In this section, we evaluate the performance of the proposed logistic regression method with Bayesian regularization using a Laplace prior against the sparse logistic regression method of Shevade and Keerthi (2003), on which it is based, and the RVM (Tipping, 2001), which represents the most direct competing approach. The performance of all three classifiers are evaluated over two commonly used benchmark datasets: the colon cancer dataset, introduced by Alon et al. (1999) and the leukaemia dataset introduced by Golub et al. (1999). Sections 4.1–4.3 outline key aspects of the experimental methodology, the experimental results are given in Sections 4.4 and 4.5.

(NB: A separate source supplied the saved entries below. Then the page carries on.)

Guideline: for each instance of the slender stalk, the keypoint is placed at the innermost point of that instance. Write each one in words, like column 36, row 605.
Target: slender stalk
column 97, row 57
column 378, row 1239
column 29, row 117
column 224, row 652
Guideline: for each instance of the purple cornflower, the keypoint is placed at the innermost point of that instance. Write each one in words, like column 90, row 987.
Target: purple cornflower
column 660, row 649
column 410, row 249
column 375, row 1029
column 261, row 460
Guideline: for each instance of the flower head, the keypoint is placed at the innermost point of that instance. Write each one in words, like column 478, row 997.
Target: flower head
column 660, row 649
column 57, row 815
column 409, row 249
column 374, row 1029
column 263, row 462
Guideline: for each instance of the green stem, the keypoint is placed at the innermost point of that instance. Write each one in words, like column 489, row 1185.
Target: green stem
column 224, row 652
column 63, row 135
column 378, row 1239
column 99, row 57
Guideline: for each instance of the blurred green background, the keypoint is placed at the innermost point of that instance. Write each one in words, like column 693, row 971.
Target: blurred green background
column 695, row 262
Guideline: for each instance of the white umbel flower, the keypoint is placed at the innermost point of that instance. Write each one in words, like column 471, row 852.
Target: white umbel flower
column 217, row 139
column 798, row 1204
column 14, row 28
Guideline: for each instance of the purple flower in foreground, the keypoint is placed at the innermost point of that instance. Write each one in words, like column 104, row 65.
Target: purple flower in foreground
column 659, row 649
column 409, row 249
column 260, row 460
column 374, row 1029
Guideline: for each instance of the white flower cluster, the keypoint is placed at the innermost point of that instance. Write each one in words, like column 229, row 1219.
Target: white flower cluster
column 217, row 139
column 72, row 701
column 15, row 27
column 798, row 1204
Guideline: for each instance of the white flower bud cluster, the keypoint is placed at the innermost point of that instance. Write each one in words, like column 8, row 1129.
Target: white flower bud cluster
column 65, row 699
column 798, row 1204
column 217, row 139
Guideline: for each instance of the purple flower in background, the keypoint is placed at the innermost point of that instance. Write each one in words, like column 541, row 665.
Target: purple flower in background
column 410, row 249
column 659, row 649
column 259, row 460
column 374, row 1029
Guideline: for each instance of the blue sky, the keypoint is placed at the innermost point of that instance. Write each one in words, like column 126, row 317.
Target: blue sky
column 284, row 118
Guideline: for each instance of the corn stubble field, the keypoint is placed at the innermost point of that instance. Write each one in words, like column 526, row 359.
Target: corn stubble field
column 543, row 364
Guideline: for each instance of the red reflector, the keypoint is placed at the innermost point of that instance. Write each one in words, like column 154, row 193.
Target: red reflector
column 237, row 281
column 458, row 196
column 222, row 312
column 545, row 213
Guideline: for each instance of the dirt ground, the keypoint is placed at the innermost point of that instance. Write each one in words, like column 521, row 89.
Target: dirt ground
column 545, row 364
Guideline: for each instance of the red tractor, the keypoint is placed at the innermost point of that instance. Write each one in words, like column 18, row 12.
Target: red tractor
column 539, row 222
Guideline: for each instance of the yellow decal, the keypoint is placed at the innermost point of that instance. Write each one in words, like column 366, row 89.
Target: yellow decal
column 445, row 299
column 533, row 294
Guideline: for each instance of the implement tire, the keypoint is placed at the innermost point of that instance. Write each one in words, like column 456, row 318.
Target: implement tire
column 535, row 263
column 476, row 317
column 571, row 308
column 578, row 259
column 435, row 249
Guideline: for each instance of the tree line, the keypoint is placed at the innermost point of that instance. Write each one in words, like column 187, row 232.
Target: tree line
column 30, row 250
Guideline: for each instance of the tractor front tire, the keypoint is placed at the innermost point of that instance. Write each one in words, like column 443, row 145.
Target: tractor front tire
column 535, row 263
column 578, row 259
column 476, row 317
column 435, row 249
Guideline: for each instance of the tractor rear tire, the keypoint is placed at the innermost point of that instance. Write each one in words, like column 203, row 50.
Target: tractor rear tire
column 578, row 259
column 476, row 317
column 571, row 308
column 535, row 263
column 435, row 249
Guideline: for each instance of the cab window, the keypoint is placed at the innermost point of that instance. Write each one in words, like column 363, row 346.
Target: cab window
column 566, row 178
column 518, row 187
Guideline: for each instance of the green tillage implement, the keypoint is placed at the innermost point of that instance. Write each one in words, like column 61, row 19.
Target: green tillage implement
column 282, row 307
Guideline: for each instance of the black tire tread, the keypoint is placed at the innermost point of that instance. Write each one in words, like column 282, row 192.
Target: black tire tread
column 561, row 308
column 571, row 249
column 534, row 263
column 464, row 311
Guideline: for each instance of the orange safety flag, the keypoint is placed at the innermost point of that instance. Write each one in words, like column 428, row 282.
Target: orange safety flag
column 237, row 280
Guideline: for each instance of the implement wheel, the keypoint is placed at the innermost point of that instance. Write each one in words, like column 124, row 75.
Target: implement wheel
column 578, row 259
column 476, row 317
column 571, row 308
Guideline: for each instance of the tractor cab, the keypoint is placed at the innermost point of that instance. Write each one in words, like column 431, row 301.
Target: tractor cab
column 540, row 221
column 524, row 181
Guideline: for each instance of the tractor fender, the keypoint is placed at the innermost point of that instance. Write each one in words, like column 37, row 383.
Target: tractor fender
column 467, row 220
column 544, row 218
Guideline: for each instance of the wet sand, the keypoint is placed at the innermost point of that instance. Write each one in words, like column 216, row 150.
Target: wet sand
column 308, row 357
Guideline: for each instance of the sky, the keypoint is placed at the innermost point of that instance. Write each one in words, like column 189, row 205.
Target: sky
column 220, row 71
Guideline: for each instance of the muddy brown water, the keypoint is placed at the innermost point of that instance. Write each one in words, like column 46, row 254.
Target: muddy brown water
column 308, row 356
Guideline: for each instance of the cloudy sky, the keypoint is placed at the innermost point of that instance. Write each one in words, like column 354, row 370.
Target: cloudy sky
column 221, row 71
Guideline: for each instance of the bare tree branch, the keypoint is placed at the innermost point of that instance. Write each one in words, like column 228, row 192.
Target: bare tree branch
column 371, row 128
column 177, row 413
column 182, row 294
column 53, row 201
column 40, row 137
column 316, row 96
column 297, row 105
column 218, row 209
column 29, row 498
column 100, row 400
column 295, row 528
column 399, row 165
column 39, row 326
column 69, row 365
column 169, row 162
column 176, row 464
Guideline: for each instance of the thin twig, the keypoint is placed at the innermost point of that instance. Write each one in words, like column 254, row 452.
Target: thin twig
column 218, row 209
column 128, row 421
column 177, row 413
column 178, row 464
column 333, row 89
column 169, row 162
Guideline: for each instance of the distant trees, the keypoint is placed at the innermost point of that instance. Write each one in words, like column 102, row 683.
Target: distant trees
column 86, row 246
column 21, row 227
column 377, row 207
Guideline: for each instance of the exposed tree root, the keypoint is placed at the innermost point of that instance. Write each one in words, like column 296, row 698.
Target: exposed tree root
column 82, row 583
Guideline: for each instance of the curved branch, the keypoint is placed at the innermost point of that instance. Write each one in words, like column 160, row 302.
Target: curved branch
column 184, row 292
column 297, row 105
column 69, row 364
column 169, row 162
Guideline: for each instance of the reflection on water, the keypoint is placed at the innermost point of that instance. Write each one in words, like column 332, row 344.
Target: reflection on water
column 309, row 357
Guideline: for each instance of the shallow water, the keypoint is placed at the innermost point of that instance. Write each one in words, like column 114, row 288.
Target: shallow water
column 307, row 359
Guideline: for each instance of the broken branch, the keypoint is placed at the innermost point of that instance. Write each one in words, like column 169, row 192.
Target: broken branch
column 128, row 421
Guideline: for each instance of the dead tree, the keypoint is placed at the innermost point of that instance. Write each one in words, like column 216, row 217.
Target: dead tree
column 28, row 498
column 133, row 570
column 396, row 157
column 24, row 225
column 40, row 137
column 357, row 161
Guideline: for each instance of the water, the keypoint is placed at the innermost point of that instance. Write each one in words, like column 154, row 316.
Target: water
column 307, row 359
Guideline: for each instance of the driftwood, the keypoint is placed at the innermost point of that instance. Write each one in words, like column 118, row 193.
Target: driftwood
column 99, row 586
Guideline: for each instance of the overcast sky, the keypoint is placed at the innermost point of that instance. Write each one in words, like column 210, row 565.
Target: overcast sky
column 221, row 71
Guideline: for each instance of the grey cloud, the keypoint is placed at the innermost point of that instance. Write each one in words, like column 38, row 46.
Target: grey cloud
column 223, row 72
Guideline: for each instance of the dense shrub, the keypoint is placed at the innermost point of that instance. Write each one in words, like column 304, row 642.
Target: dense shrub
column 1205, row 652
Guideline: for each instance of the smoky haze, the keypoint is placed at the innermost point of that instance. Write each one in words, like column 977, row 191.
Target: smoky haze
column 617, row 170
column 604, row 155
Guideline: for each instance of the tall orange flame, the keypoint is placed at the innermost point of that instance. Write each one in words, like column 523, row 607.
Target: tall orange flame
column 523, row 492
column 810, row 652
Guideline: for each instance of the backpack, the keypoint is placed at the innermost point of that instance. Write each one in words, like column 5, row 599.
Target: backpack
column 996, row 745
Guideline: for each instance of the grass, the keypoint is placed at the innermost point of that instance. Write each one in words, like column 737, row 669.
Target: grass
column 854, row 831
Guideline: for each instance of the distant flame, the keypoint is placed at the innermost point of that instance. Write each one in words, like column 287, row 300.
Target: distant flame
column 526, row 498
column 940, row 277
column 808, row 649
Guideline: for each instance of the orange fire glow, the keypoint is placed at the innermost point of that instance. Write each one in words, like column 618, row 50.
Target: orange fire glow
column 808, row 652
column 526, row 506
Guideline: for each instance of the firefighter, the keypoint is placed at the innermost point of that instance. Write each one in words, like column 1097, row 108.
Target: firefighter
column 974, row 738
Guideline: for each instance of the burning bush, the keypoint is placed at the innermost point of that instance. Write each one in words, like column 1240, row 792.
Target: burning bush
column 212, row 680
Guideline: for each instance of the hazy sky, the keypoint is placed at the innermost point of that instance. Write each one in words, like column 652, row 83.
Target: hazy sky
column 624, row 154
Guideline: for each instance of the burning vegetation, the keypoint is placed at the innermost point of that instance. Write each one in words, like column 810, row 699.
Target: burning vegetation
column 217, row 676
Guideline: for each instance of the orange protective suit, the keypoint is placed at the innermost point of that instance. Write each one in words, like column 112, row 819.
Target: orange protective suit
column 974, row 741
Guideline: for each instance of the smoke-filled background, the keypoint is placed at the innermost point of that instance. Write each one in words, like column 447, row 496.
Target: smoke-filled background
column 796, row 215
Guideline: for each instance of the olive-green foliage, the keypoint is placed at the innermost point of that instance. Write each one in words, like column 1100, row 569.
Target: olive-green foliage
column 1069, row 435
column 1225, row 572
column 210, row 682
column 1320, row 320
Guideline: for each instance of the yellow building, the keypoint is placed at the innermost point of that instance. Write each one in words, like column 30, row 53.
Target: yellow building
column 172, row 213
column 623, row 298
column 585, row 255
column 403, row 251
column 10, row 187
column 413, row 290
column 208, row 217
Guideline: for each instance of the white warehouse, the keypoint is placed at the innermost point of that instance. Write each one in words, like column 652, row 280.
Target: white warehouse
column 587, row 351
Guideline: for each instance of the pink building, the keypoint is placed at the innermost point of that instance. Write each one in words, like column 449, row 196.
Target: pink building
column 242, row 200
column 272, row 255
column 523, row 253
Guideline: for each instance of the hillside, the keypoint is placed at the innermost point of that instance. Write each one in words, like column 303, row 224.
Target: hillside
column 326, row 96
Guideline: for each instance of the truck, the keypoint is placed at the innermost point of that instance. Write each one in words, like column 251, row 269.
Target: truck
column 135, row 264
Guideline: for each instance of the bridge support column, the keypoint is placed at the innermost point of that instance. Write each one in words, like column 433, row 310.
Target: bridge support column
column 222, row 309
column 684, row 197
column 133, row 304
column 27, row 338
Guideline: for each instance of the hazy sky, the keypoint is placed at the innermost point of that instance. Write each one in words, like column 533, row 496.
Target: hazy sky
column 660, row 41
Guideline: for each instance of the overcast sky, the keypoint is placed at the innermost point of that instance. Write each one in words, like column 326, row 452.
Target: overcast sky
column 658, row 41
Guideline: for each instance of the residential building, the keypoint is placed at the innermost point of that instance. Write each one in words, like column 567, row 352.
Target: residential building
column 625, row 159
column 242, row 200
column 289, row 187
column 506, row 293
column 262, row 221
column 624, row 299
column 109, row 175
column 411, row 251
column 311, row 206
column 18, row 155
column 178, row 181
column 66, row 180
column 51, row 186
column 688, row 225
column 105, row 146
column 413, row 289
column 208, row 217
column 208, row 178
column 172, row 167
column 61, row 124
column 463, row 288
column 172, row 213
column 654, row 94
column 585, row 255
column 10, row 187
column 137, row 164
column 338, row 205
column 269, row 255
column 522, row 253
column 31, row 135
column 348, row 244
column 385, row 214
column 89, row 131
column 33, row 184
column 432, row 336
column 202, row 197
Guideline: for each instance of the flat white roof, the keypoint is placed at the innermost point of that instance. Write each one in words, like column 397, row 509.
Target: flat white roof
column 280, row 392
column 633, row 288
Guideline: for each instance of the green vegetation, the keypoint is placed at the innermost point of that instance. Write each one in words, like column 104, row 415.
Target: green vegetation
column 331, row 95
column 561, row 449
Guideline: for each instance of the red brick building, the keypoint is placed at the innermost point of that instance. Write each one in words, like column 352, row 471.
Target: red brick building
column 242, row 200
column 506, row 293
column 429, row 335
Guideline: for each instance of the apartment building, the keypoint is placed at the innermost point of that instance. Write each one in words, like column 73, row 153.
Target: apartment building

### 4.1 Performance evaluation

Cross-validation (Stone, 1974) is a commonly used procedure for evaluating the quality of statistical models. In k-fold cross-validations, the available data are partitioned into k disjoint sub-sets of approximately equal size. A set of k classifiers is then constructed; each classifier is trained on a different combination of k−1 sub-sets and tested on the remaining sub-set. The average test performance of the k classifiers generally provides a good estimate of the generalization performance of a single classifier trained on the entire dataset. Cross-validation is especially attractive in applications with relatively limited amounts of data as all observations are used as both training and test data. The most extreme form of cross-validation, where each partition contains a single pattern, is known as leave-one-out cross-validation, and has been shown to provide an almost unbiased estimate of the true test error (Luntz and Brailovsky, 1969). Leave-one-out cross-validation is rarely used in performance evaluation owing its high computational expense, but also because is has been observed to exhibit a higher variance than conventional k-fold cross-validation (Kohavi, 1995). However, if the amount of available data are severely limited, leave-one-out cross-validation becomes the more attractive option, and not only because the computational expense involved becomes less of an issue. In these circumstances, k-fold cross-validation can also exhibit a high variance because more data are held out for testing in each fold, and the classifiers may then have too little data to form a stable decision rule (i.e. a small change in the training data may lead to a significant change in the decision rule). The estimator then becomes sensitive to issues such as the partitioning of the data. In microarray analysis, we typically have only a few tens or hundreds of training patterns with a few thousand features. We therefore use leave-one-out cross-validation as it is likely to provide a more reliable indicator of generalization performance than five- or ten-fold cross-validation.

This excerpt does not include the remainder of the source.